There is actually quite a bit of community involvement in the process.
They repeatedly respond to community requests for information about
processes and are open to community feedback regarding them.  What they
won't do is give you specific information about specific cases, and so the
demands for extreme transparency will never be satisfied.   I would support
a call for an independent professional audit, from inside or outside the
WMF, of cases or processes, but these details should never be revealed to
volunteers who do not possess the training to deal with these sensitive
issues or have any professional or legal accountability if they screw up or
release personal information, as has happened numerous times when community
volunteers were entrusted with these tasks.

Personally I have completely lost faith in the clown car of community
governance, but I understand that to many in our community it is an
important value.  But as Nathan said, community governance is not always
the best tool.  Why do we believe that the same tools can deal with the
problems of deciding what to put on the front page and what to do about a
victimized child?

And to this I would add that these are not issues of community governance
at all.   The WMF should not interfere in matters of community governance
like policy issues regarding article content, etc.  But when we are talking
about issues regarding off-wiki harassment, sexual predators, etc., why
should this fall under the banner of community governance as it has nothing
to do with writing an encyclopedia?  These are legal, real world issues and
should be handled by professionals and/or law enforcement.



On Fri, Feb 17, 2017 at 2:08 PM, Pine W <wiki.p...@gmail.com> wrote:

> I am glad to hear that WMF global bans are processed through multiple
> people.
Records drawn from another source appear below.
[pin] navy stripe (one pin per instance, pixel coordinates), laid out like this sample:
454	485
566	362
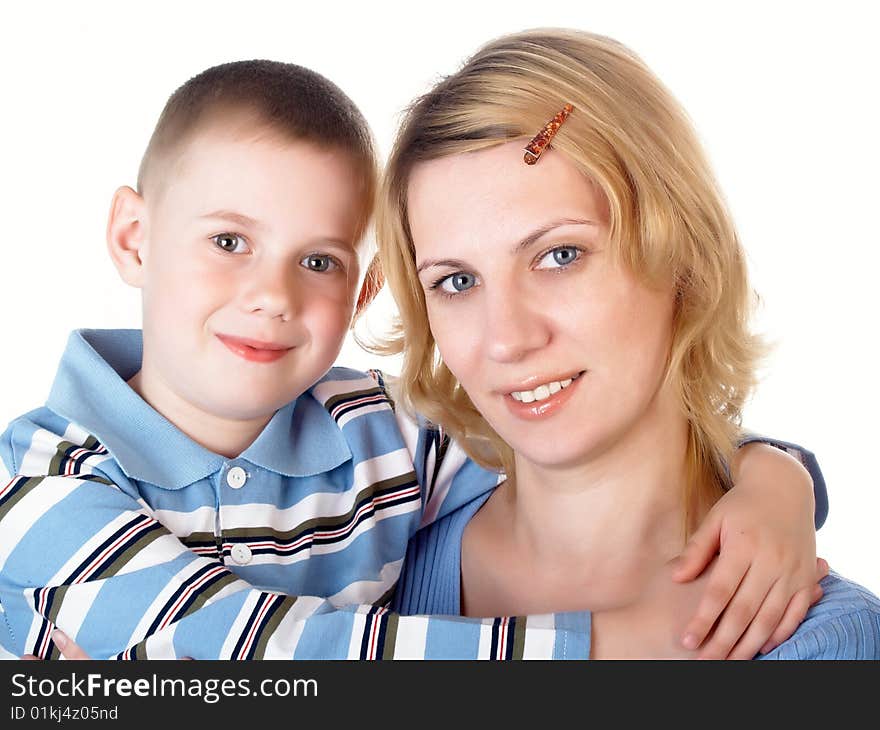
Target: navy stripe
511	632
239	645
373	400
496	637
146	525
184	588
345	529
368	632
276	602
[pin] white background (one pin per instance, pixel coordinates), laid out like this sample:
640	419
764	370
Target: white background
784	96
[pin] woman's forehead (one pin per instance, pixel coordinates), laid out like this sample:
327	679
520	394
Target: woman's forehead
492	187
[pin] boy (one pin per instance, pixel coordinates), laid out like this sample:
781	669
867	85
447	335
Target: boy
179	490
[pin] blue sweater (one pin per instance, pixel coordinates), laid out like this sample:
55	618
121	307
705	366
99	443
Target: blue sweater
844	624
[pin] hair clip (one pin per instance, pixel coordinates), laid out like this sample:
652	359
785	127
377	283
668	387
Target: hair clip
542	139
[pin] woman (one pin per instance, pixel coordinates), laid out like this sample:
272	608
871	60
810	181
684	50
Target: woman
588	310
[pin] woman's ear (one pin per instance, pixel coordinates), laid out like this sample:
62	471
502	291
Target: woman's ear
373	282
126	235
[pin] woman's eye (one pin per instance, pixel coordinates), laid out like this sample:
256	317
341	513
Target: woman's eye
458	283
319	262
230	242
559	257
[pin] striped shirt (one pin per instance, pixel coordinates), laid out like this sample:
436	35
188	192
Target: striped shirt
140	543
843	624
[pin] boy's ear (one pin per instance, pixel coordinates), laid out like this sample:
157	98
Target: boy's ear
126	234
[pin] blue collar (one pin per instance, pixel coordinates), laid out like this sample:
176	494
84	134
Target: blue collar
90	389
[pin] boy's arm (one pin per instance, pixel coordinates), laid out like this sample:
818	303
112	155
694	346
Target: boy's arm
767	573
79	554
808	461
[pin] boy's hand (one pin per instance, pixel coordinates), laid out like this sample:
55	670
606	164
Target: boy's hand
766	575
68	648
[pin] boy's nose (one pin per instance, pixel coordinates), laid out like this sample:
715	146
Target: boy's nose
272	294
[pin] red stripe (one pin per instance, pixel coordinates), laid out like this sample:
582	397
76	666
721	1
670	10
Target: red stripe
374	634
502	639
247	644
331	533
9	485
377	398
100	559
173	610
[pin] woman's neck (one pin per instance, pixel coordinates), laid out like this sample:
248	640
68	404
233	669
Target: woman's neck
592	536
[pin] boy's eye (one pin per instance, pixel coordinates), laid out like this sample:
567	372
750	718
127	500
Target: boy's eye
559	257
319	262
230	242
458	282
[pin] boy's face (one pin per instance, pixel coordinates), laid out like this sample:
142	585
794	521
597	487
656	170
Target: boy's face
249	270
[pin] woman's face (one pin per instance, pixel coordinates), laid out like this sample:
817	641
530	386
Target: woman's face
562	350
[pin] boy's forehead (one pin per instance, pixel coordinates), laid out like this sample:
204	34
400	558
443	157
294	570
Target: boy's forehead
254	174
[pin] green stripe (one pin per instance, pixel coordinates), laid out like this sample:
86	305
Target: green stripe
269	629
331	403
332	522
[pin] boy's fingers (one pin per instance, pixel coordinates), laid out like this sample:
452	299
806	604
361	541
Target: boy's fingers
737	616
68	648
763	626
700	550
723	582
791	619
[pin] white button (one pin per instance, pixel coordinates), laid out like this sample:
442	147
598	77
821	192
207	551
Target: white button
236	477
241	554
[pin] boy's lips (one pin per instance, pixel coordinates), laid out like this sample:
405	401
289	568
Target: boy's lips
254	350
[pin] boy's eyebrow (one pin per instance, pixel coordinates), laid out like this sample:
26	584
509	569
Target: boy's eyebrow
239	218
520	246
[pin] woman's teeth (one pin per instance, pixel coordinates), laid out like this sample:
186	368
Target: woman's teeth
542	392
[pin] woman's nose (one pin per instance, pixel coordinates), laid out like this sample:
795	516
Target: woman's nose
514	327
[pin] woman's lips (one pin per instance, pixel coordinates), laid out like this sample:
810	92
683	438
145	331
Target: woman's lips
543	408
254	350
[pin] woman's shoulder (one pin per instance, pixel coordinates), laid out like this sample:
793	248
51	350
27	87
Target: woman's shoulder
843	624
430	580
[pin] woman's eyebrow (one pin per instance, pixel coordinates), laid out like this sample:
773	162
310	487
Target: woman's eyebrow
451	263
545	229
521	245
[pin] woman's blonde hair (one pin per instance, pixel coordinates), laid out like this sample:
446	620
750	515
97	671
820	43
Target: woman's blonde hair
667	222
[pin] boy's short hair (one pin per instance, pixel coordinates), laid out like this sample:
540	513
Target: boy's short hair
293	101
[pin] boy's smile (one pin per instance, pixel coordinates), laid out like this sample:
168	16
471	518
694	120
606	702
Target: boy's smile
245	254
254	350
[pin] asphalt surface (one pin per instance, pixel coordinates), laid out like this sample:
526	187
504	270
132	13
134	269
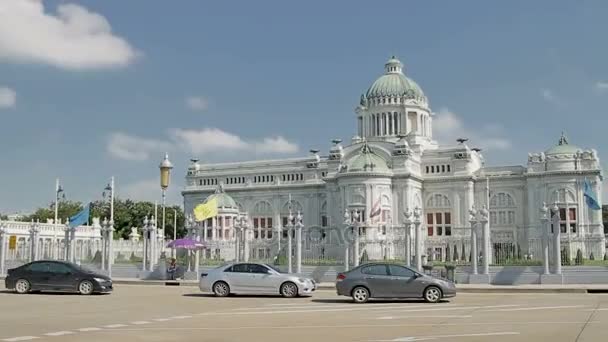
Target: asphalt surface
159	313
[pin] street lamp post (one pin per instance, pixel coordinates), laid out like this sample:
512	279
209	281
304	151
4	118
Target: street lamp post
418	237
55	245
165	173
2	247
408	238
544	221
299	226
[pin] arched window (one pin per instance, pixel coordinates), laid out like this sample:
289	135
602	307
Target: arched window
566	202
295	207
262	220
502	210
438	215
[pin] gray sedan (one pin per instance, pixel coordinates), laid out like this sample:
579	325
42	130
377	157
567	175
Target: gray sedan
383	280
252	278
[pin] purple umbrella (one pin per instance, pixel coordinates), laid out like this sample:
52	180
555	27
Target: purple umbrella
185	244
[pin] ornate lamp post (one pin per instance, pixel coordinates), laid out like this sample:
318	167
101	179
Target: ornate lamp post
545	226
557	239
346	229
34	232
165	173
58	191
289	244
299	225
473	221
408	237
418	237
2	247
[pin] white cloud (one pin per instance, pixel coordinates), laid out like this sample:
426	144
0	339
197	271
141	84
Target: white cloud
197	103
8	97
276	145
207	140
601	85
196	142
72	38
447	127
548	95
127	147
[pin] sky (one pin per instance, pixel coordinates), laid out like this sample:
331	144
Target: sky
94	89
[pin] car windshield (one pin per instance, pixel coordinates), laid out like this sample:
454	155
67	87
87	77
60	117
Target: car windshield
273	268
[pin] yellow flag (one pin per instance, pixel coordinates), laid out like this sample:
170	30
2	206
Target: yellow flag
206	210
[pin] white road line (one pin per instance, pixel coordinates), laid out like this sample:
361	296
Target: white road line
353	308
59	333
424	316
435	337
537	308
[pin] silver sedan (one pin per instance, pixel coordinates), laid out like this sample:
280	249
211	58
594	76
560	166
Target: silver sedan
252	278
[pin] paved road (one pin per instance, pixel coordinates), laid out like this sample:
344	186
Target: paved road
155	313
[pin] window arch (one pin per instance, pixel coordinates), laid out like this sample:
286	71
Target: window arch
262	220
438	215
568	215
502	209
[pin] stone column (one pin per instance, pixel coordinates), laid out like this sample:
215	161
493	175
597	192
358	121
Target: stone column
545	226
407	224
418	238
299	227
483	214
557	240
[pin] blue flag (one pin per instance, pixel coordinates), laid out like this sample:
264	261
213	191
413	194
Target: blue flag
590	197
82	217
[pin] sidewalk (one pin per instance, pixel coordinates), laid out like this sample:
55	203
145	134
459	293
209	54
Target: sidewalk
462	288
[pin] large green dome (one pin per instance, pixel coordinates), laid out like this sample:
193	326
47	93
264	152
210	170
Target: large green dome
394	83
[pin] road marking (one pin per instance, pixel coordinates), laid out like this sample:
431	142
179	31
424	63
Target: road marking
435	337
424	316
537	308
59	333
356	308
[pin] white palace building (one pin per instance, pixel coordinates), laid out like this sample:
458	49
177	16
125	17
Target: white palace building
393	163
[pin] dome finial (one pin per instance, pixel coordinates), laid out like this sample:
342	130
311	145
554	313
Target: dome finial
563	140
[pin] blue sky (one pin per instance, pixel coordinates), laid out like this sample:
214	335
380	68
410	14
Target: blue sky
91	89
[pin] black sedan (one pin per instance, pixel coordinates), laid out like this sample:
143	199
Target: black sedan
51	275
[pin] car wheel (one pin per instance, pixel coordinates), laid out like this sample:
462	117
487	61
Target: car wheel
221	289
22	286
432	294
360	294
85	287
289	290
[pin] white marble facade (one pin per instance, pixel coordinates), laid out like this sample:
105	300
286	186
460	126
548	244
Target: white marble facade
394	161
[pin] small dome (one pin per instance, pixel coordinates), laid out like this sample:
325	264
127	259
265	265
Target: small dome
563	147
367	161
223	199
394	83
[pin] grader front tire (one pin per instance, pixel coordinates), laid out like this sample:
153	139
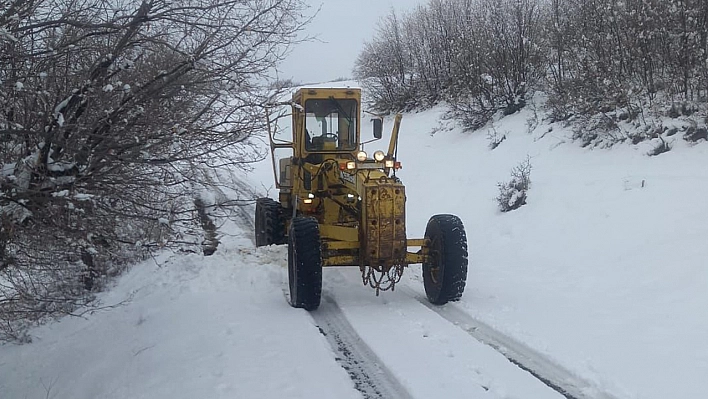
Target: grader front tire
305	263
445	270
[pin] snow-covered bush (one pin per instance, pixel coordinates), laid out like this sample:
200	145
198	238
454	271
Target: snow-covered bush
512	194
114	117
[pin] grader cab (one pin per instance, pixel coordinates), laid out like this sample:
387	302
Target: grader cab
340	206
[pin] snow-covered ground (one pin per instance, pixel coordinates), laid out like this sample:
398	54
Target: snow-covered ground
603	272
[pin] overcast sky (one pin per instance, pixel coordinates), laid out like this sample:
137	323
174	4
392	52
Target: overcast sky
342	27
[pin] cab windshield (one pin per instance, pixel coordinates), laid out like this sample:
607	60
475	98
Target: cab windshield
330	125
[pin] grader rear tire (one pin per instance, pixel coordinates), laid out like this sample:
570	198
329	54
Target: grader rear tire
269	226
445	271
305	263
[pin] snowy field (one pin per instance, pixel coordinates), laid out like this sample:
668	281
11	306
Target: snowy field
603	273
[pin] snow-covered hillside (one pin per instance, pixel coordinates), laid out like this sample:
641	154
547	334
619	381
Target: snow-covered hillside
603	274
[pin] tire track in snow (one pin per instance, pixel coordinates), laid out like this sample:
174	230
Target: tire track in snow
550	373
369	374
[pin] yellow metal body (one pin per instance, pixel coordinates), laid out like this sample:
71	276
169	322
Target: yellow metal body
359	204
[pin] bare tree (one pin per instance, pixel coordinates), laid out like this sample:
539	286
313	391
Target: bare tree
114	116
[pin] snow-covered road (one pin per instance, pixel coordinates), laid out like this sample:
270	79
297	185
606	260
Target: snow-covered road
597	285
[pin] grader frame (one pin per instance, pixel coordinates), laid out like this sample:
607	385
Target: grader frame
339	206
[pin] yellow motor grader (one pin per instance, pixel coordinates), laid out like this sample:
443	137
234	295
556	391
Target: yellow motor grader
340	206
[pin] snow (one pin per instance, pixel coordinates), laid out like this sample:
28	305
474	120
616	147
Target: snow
602	272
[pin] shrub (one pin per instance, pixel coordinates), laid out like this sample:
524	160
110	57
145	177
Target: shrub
512	194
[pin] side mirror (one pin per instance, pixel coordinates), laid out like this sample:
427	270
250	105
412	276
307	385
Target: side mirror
378	127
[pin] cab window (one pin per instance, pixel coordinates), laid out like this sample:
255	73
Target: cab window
330	125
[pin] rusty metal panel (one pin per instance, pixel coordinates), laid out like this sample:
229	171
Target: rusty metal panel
385	224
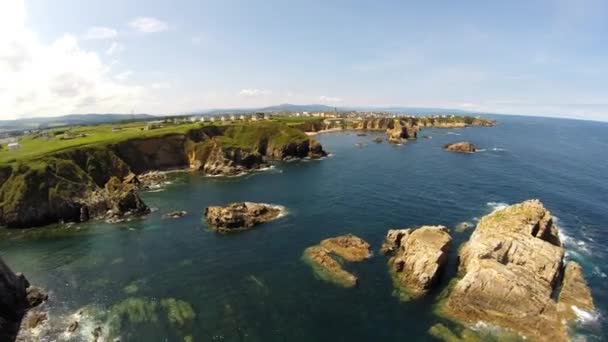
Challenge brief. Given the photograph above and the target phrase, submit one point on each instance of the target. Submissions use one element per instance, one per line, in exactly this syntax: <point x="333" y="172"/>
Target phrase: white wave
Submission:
<point x="497" y="205"/>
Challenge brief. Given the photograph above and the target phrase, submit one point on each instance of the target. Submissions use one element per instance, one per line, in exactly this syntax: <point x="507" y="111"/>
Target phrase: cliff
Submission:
<point x="397" y="129"/>
<point x="84" y="183"/>
<point x="511" y="269"/>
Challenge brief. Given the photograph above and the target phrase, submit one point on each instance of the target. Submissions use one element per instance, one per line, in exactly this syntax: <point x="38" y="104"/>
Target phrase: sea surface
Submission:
<point x="253" y="286"/>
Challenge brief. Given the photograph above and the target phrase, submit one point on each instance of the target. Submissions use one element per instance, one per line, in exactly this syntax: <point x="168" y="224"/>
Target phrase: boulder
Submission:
<point x="509" y="270"/>
<point x="241" y="215"/>
<point x="348" y="247"/>
<point x="461" y="147"/>
<point x="419" y="257"/>
<point x="324" y="261"/>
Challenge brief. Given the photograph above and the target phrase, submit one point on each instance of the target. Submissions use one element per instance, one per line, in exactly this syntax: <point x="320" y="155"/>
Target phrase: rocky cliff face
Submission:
<point x="419" y="257"/>
<point x="511" y="269"/>
<point x="77" y="185"/>
<point x="16" y="297"/>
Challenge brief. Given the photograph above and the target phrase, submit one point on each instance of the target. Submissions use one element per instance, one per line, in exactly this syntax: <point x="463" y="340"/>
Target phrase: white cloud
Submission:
<point x="329" y="99"/>
<point x="148" y="25"/>
<point x="100" y="33"/>
<point x="123" y="76"/>
<point x="54" y="79"/>
<point x="115" y="49"/>
<point x="254" y="92"/>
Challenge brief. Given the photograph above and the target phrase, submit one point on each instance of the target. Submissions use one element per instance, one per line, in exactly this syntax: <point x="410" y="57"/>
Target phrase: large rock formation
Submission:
<point x="325" y="258"/>
<point x="76" y="184"/>
<point x="16" y="297"/>
<point x="510" y="271"/>
<point x="419" y="256"/>
<point x="462" y="147"/>
<point x="239" y="216"/>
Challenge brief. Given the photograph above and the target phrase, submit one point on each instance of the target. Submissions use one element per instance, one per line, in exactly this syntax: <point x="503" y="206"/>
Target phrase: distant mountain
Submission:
<point x="68" y="120"/>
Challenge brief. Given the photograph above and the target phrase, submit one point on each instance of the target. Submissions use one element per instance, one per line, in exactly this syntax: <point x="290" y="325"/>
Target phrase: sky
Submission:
<point x="534" y="57"/>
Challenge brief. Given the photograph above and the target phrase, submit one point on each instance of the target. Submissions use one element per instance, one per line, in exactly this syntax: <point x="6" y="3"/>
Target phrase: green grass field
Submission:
<point x="238" y="135"/>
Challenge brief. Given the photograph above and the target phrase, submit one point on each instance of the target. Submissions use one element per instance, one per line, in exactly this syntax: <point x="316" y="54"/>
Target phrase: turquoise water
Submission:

Still, I am deeply uncomfortable with the lack of community
> involvement in this process as well as the lack of transparency. In the US
> we don't trust professional law enforcement agencies to make decisions
> about who should go to jail without giving the accused the right to a trial
> by a jury of their peers. Unless we have lost faith in peer governance
> (which would be a radical break with open source philosophy) I think it is
> both unwise and inappropriate to have "the professionals" make these
> decisions behind closed doors and with zero community involvement in the
> process.
>
> I am in favor of professionals working on investigations, and in
> enforcement of community decisions to ban *after* those decisions have been
> made by the community through some meaningful due process. I oppose letting
> "the professionals" decide among themselves who should be banned.